Chosen Architecture

We chose do develop our own, very simple architecture to get a lightweight, simple to use system which was not limited by commercial licensing constraints. Some aspects of the architecture were inspired by SRI's Open Agent Architecture.

One guideline for the development was simplicity. Reasons for this were to minimize development time, make it simple to use, and hopefully to achieve robustness through lower complexity.

The communication was chosen to use only text (no binary data) to achieve the platform independence, and facilitate debugging.

We also wanted servers to be restarted automatically when needed, or if they had crashed.

This last requirement lead to the use of a central server, named the Broker and similar to the OAA blackboard. The Broker routes calls between modules. It has knowledge of which servers exist, and how to start them.

All other programs connect to this server using the Transaction Control Protocol (TCP). The use of text communication and TCP has made it very easy to implement broker components in the scripting language TCL. It is possible for a person to connect to the broker with Telnet and manually interact with the broker modules.

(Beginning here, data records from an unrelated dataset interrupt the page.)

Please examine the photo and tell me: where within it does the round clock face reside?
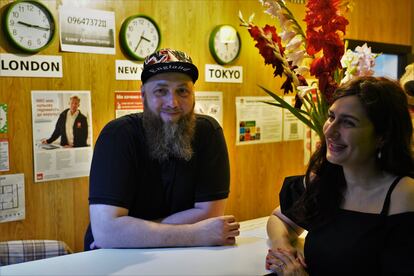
[3,1,55,53]
[120,15,161,60]
[209,25,241,64]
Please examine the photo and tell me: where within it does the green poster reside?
[0,103,7,133]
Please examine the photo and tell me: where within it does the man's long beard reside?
[143,105,195,162]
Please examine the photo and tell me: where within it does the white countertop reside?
[0,217,269,276]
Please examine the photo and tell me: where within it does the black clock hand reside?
[134,36,142,52]
[17,21,50,31]
[141,36,151,42]
[17,21,32,27]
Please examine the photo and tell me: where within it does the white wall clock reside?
[119,15,161,60]
[209,25,241,65]
[3,0,56,53]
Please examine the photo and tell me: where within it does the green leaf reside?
[259,85,320,134]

The main disadvantage of the chosen architecture is that it has a central server that all communication must go through. If two modules are run in the United States for example, but interface through a Broker in Europe, all the communication must cross the Atlantic twice.

We think that this will not be a problem for our implementations, since all but one module (the speech technology servers) in most systems will be run at one location (our department) and remote clients will not need to communicatie with each other, but only with our department.

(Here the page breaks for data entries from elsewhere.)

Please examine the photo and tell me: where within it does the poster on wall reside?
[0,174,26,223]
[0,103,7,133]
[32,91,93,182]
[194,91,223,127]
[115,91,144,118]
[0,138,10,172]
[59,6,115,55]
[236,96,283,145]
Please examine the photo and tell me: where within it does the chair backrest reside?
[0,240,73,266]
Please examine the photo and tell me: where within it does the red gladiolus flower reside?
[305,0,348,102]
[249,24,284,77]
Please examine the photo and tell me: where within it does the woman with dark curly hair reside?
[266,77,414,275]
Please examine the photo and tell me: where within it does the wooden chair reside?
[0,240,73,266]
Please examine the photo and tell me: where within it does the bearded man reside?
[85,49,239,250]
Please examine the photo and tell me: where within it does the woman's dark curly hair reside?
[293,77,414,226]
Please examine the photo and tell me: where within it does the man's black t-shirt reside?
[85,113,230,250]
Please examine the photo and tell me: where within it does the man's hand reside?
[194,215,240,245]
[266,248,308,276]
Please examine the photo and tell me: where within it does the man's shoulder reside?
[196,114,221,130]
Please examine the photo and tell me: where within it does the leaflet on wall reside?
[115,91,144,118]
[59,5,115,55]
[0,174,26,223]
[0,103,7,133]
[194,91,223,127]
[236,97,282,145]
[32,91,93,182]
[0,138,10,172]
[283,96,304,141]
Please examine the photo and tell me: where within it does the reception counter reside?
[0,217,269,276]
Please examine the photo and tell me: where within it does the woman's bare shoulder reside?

It is also possible for modules to agree to communicate directly with each other, bypassing the broker. This is done, for instance, with binary data such as the speech input to the recognizer. The speech recognizer opens a server socket every time an utterance is to be recognized, and the client sends it directly to the recognizer. This is neccessary since the Broker does not handle binary data, and is only intended for small messages.

Having one central server also influences the robustness of the system. If the Broker or the network connection to the Broker fails, the entire system will go down. However, it is thought that the simplicity of the Broker will enable it to be stable over long periods of time. Since all our servers are located at one place, a network failure to our servers would render the system inoperable even if the modules communicated directly with each other in a more distributed fashion.

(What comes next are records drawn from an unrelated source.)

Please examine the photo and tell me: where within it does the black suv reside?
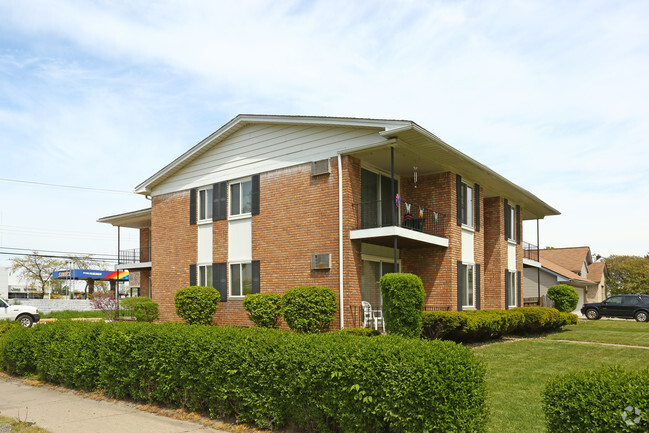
[581,295,649,322]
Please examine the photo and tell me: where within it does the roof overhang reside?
[341,122,560,220]
[135,114,410,195]
[97,208,151,229]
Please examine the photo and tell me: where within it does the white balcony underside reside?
[349,226,448,248]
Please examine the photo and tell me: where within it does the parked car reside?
[581,295,649,322]
[0,299,41,328]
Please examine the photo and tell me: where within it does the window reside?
[505,271,518,307]
[361,259,399,308]
[198,265,214,287]
[458,182,474,227]
[230,263,252,296]
[198,187,214,221]
[460,264,475,307]
[230,180,252,215]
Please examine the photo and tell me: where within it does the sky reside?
[0,0,649,265]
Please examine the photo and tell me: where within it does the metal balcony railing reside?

The system is vulnerable to security attacks - all communication is unencrypted and unsigned. Anyone can through the debugging facilities observe the traffic between the modules.

Because the system is used in a research setting, we see no motive for attacking the system.

Servers requiring higher security may implement security services (digital signatures, encryption, etc) themselves, without involving the Broker. Such peer-to-peer security is often preferable to link level security, as the servers do not need to trust the Broker.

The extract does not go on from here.